VPA doesn't provide any recommendations when Pod is in OOMKill CrashLoopBackoff right after start

voelzmo commented 2 years ago

Which component are you using?: vertical-pod-autoscaler

What version of the component are you using?:

Component version: 0.10.0

What k8s version are you using (kubectl version)?:

kubectl version Output

$ kubectl version --short
Client Version: v1.24.2
Kustomize Version: v4.5.4
Server Version: v1.23.4

What environment is this in?:

What did you expect to happen?: VPA should be able to help with Pods which are in an OOMKill CrashLoopBackOff and raise Limits/Requests until the workload is running.

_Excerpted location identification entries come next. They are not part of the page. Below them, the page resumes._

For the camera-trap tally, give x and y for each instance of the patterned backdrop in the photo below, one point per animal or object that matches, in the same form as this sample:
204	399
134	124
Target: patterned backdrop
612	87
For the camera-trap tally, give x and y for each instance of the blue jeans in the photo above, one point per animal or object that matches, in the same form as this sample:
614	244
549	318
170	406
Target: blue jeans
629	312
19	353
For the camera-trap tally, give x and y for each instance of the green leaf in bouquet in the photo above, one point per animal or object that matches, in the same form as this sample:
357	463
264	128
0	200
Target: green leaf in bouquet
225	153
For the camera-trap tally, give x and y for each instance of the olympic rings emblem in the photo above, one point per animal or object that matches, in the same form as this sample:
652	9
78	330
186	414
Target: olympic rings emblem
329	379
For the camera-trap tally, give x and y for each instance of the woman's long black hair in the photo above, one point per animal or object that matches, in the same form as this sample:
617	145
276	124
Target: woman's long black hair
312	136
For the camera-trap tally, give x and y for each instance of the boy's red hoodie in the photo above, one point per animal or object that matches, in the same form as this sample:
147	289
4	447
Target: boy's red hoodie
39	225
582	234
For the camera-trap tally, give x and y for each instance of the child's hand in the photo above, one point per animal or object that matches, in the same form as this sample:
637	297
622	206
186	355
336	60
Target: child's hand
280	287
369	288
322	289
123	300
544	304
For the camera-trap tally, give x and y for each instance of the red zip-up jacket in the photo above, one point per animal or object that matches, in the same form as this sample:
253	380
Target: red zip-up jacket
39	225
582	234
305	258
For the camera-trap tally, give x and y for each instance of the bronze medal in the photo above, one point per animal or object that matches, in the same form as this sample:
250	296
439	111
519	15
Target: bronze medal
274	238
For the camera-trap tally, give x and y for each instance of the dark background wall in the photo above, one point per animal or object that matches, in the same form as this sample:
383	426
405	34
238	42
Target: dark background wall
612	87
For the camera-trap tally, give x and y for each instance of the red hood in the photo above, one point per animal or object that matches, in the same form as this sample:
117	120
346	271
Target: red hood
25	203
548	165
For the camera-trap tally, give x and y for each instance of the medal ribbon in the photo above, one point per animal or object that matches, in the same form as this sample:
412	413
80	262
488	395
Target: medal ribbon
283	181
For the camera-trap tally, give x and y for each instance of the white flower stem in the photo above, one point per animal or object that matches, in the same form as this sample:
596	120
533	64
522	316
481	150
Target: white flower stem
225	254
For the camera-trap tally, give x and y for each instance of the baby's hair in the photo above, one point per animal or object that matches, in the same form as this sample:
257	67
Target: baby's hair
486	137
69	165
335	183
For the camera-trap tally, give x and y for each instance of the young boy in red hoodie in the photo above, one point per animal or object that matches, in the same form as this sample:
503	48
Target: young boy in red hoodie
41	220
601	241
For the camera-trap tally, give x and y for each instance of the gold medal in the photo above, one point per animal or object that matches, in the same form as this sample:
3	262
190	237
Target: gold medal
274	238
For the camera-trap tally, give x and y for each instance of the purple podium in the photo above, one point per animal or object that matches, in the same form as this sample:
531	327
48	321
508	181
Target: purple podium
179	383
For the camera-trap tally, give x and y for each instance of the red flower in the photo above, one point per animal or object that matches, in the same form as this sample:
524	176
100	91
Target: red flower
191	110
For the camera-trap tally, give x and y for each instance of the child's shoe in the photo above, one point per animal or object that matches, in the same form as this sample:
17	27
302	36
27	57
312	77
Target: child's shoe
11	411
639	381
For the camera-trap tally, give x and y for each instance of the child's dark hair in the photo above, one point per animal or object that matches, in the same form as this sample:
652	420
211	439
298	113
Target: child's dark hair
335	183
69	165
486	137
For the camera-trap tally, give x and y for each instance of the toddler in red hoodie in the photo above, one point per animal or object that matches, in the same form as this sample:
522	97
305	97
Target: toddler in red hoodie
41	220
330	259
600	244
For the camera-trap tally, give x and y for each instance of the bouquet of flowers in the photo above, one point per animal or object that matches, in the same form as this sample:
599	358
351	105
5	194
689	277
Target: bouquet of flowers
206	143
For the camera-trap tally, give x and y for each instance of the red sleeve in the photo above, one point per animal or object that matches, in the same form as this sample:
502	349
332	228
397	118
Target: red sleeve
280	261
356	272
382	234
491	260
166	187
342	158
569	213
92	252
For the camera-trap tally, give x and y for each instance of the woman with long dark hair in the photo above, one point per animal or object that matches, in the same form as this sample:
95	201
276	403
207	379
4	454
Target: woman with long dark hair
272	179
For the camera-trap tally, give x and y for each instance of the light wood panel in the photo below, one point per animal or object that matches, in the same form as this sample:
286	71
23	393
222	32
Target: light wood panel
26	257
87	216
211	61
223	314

What happened instead?: VPA did not give a single Recommendation for a Pod that right from the start goes into an OOMKill CrashLoopBackOff

How to reproduce it (as minimally and precisely as possible): Create a deployment that will be OOMKilled right after starting

apiVersion: apps/v1
kind: Deployment
metadata:
  name: oomkilled
spec:
  replicas: 1
  selector:
    matchLabels:
      app: oomkilled
  template:
    metadata:
      labels:
        app: oomkilled
    spec:
      containers:
      - image: gcr.io/google-containers/stress:v1
        name: stress
        command: [ "/stress"]
        args: 
          - "--mem-total"
          - "104858000"
          - "--logtostderr"
          - "--mem-alloc-size"
          - "10000000"
        resources:
          requests:
            memory: 1Mi
            cpu: 5m
          limits:
            memory: 20Mi

Look at the container

(...)
    State:          Waiting                                                                                                                                                                                                                                                                    
      Reason:       CrashLoopBackOff
    Last State:     Terminated
      Reason:       OOMKilled
      Exit Code:    137
      Started:      Mon, 20 Jun 2022 16:56:47 +0200
      Finished:     Mon, 20 Jun 2022 16:56:48 +0200
    Ready:          False
    Restart Count:  5
(...)

Create a VPA object for this deployment

apiVersion: "autoscaling.k8s.io/v1"
kind: VerticalPodAutoscaler
metadata:
  name: oomkilled-vpa
spec:
  targetRef:
    apiVersion: "apps/v1"
    kind: Deployment
    name: oomkilled
  resourcePolicy:
    containerPolicies:
      - containerName: '*'
        minAllowed:
          cpu: 5m
          memory: 10Mi
        maxAllowed:
          cpu: 1
          memory: 5Gi
        controlledResources: ["cpu", "memory"]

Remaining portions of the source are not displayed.